Aggregate Property Damage with respect to EVENT TYPE.

PropertyDmgdata <- aggregate(PROPDAMAGE~EVTYPE, storm_data, sum)

Aggregate Crop Damage with respect to EVENT TYPE.

CropDmgdata <- aggregate(CROPDAMAGE~EVTYPE, storm_data, sum)

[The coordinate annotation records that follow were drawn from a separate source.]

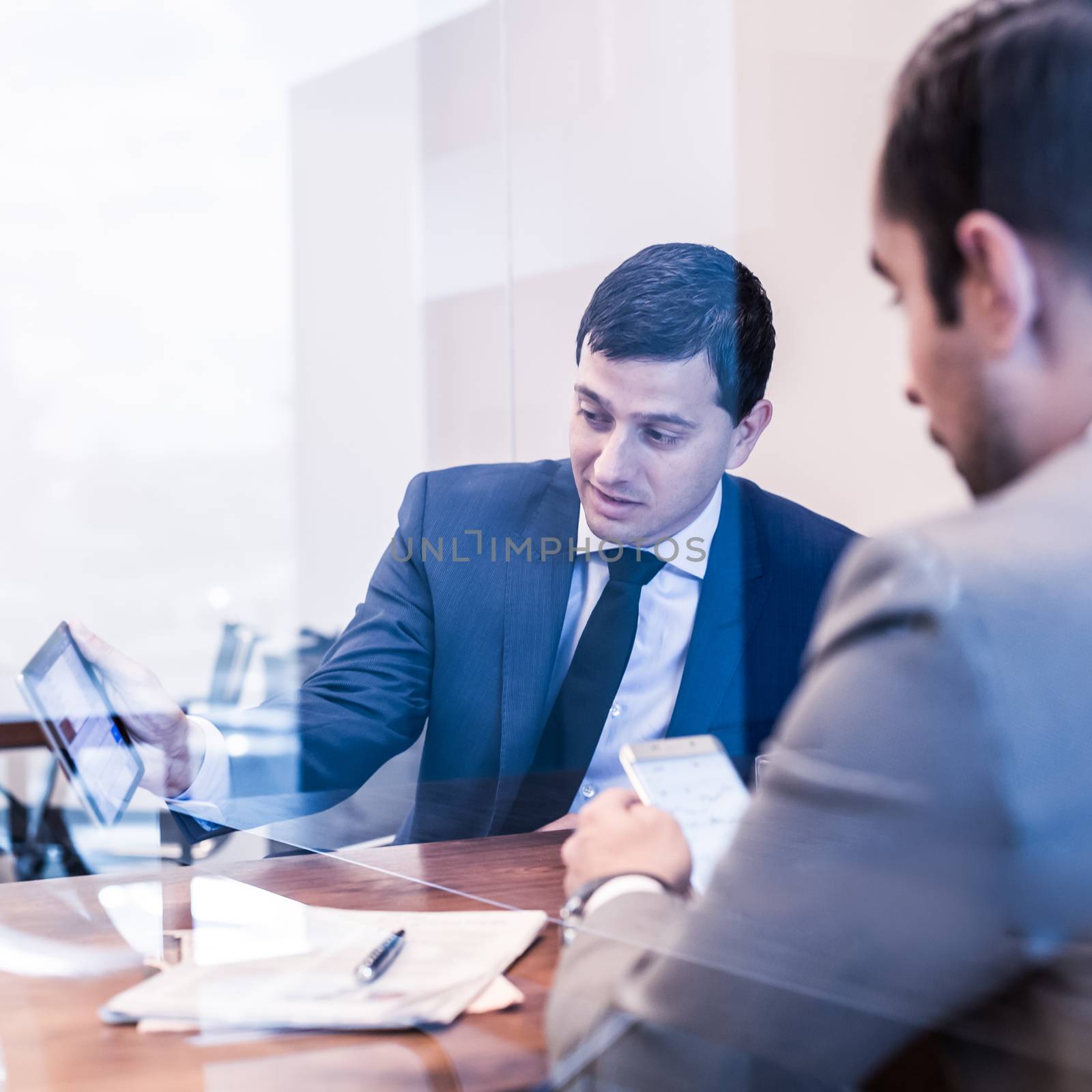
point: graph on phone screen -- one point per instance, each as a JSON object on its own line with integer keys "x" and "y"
{"x": 708, "y": 800}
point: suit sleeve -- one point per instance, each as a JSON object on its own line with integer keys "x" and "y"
{"x": 367, "y": 702}
{"x": 865, "y": 895}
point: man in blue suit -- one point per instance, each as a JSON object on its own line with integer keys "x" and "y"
{"x": 506, "y": 616}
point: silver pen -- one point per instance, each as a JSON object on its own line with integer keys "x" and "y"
{"x": 380, "y": 957}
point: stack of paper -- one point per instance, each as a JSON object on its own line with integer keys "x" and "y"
{"x": 447, "y": 960}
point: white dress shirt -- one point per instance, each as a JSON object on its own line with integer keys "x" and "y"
{"x": 646, "y": 700}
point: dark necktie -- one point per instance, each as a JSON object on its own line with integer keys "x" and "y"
{"x": 576, "y": 722}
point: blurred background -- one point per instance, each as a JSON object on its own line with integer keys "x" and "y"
{"x": 263, "y": 261}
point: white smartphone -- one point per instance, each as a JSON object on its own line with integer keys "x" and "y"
{"x": 691, "y": 778}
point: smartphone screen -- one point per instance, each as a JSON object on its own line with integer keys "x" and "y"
{"x": 704, "y": 794}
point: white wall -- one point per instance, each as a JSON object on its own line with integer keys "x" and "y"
{"x": 223, "y": 354}
{"x": 814, "y": 85}
{"x": 555, "y": 138}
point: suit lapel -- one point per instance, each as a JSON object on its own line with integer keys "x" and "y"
{"x": 733, "y": 593}
{"x": 536, "y": 594}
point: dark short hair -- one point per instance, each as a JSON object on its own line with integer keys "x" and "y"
{"x": 676, "y": 300}
{"x": 994, "y": 112}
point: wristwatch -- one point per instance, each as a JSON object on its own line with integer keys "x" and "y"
{"x": 573, "y": 912}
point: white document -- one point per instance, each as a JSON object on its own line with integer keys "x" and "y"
{"x": 447, "y": 960}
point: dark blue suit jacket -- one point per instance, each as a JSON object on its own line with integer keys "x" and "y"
{"x": 452, "y": 633}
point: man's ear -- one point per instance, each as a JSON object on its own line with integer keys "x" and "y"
{"x": 999, "y": 296}
{"x": 746, "y": 434}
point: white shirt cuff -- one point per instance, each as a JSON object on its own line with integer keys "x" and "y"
{"x": 213, "y": 784}
{"x": 622, "y": 885}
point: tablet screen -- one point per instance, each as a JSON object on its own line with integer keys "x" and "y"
{"x": 100, "y": 759}
{"x": 706, "y": 796}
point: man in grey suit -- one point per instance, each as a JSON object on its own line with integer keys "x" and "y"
{"x": 911, "y": 891}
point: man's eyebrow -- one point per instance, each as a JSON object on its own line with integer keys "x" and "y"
{"x": 648, "y": 418}
{"x": 587, "y": 392}
{"x": 666, "y": 418}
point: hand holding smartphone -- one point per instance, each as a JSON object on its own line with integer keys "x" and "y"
{"x": 693, "y": 779}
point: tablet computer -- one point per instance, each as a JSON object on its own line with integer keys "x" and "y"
{"x": 691, "y": 778}
{"x": 89, "y": 738}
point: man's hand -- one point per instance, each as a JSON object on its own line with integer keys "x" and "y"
{"x": 566, "y": 822}
{"x": 616, "y": 835}
{"x": 172, "y": 748}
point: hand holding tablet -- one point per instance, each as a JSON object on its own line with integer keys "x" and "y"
{"x": 87, "y": 695}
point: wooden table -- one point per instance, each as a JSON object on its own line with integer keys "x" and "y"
{"x": 14, "y": 734}
{"x": 52, "y": 1039}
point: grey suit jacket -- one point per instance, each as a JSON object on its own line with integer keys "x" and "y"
{"x": 919, "y": 859}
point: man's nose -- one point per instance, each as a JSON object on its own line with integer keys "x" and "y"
{"x": 614, "y": 464}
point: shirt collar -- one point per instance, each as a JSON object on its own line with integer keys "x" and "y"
{"x": 688, "y": 560}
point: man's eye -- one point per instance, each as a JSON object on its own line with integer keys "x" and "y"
{"x": 662, "y": 440}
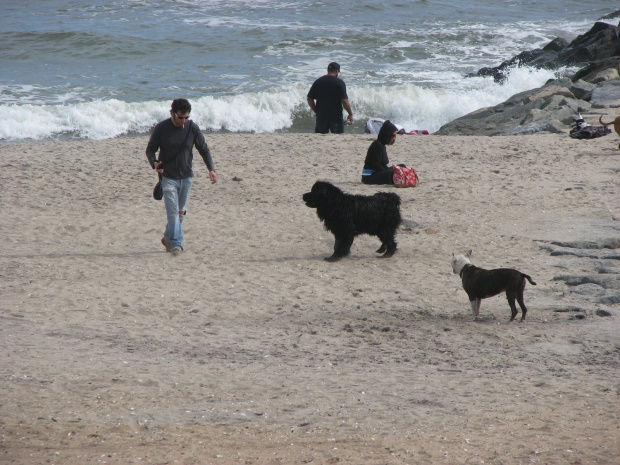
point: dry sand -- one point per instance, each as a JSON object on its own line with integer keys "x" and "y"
{"x": 249, "y": 348}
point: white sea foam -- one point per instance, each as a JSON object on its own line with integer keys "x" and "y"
{"x": 410, "y": 105}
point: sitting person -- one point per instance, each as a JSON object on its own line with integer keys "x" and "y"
{"x": 376, "y": 169}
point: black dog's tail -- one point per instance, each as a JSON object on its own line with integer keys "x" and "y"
{"x": 390, "y": 196}
{"x": 528, "y": 278}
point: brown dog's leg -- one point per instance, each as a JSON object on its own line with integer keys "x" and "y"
{"x": 510, "y": 295}
{"x": 522, "y": 305}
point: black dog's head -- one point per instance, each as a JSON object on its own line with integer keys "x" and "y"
{"x": 321, "y": 193}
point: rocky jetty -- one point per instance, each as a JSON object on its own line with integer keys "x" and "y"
{"x": 593, "y": 90}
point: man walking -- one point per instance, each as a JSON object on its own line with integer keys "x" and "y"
{"x": 327, "y": 97}
{"x": 174, "y": 138}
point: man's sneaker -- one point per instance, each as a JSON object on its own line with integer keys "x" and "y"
{"x": 166, "y": 244}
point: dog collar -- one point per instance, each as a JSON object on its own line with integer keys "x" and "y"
{"x": 464, "y": 268}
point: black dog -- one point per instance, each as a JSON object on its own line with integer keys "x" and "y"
{"x": 347, "y": 215}
{"x": 480, "y": 284}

Combine both Property Damage and Crop Damage

EconomyData <-merge(PropertyDmgdata, CropDmgdata)
EconomyData<-arrange(EconomyData,desc(PROPDAMAGE+CROPDAMAGE))
head(EconomyData)

Add the values of Property Damage and Crop Damage in a new column and retain only the top 5 damage causing events

additionEco <- function (m,n) {
  (m+n)/10^9
}

tempEco <- mapply(additionEco,EconomyData$PROPDAMAGE, EconomyData$CROPDAMAGE)
EconomyData<-cbind(EconomyData,"TOTALHEALTHDMG"=tempEco)
EconomyDataSubset <- EconomyData[1:5, ]
EconomyDataSubset

Plot the graph of of the EVENT TYPE vs Total Economic Damage

eventType <-EconomyDataSubset$EVTYPE
barplot(EconomyDataSubset$TOTALHEALTHDMG,
main = "Top 5 Events causing Damage to Economy ",
xlab = "Event Type",
ylab = "Total Property Damage + Crop Damage",
names.arg = eventType,
col = "darkred",
horiz = FALSE,
las = 2,
cex.names = 0.5)

From the above graph it can be seen that Floods cause maximum economic damage.

Results

  1. Across the United States, tornadoes are most harmful with respect to population health

  2. Across the United States, floods have the greatest economic consequences.